In a Sunday interview with Zimbabwe Broadcasting Corp., Mugabe stressed that he will convene polls “not later than July 31.”
Earlier on Friday, seven out of nine Constitutional Court judges ruled that Mugabe is in breach of his constitutional responsibilities by failing to declare polls by June 29.
Pro-democracy activists allege Mugabe’s ZANU-PF party seeks to hold early election in a bid to take advantage of the loopholes in the current election procedures.
The upcoming election are expected to put an end to the power struggle between Mugabe and Prime Minister Morgan Tsvangirai.
Mugabe described the coalition formed by regional leaders after the 2008 controversial election as having “outlived its usefulness.”
The Zimbabwean president noted that he is in consultation with Justice Minister Patrick Chinamasa on changes to the electoral laws that will be finalized in June and then he will announce the exact election date.
Tsvangirai, however, says electoral and democratic reforms demanded under the new constitution cannot be finalized by July 31.
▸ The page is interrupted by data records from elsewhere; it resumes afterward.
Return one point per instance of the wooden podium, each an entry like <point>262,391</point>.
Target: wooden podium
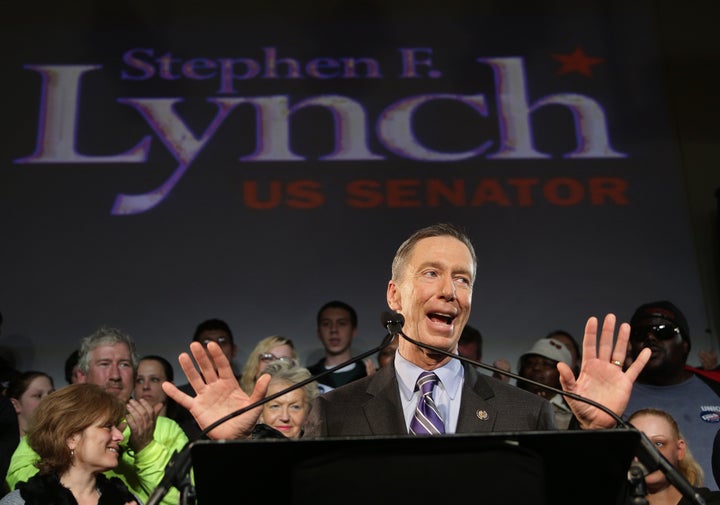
<point>528,468</point>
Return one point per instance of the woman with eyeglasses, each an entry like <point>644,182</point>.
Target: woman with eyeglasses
<point>662,430</point>
<point>287,413</point>
<point>269,349</point>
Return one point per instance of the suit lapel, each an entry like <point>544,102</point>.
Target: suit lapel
<point>382,411</point>
<point>477,415</point>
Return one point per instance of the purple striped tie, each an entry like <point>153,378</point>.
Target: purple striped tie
<point>427,420</point>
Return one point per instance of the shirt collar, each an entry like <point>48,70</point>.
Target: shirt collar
<point>450,375</point>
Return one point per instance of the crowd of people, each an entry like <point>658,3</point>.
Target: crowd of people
<point>115,447</point>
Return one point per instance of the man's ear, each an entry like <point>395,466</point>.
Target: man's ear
<point>393,297</point>
<point>82,377</point>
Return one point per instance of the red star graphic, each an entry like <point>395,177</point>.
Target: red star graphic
<point>577,61</point>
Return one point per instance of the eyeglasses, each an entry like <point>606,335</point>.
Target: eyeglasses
<point>218,341</point>
<point>268,356</point>
<point>661,332</point>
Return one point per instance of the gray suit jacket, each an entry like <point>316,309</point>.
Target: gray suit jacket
<point>372,406</point>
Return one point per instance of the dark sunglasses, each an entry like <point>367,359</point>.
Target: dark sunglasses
<point>661,332</point>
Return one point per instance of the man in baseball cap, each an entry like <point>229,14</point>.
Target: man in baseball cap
<point>540,365</point>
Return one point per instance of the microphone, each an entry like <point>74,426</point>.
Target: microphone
<point>179,465</point>
<point>649,456</point>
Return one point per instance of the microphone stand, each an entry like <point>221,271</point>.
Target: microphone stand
<point>649,456</point>
<point>176,471</point>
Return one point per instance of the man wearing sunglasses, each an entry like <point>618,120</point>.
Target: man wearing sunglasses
<point>669,384</point>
On March 19, the Zimbabwe Electoral Commission announced that 94.5 percent of Zimbabweans supported a new constitution, which strengthens human rights and limits presidential powers.
After a disputed presidential election in 2008, a global political agreement was signed between the opposing parties. One of the resolutions of the agreement called for drafting a new constitution that would ensure smooth running of the national affairs.
The new Zimbabwean constitution curbs the extensive powers that President Robert Mugabe has enjoyed under his 33-year rule and will prepare the grounds for holding presidential and parliamentary elections in July.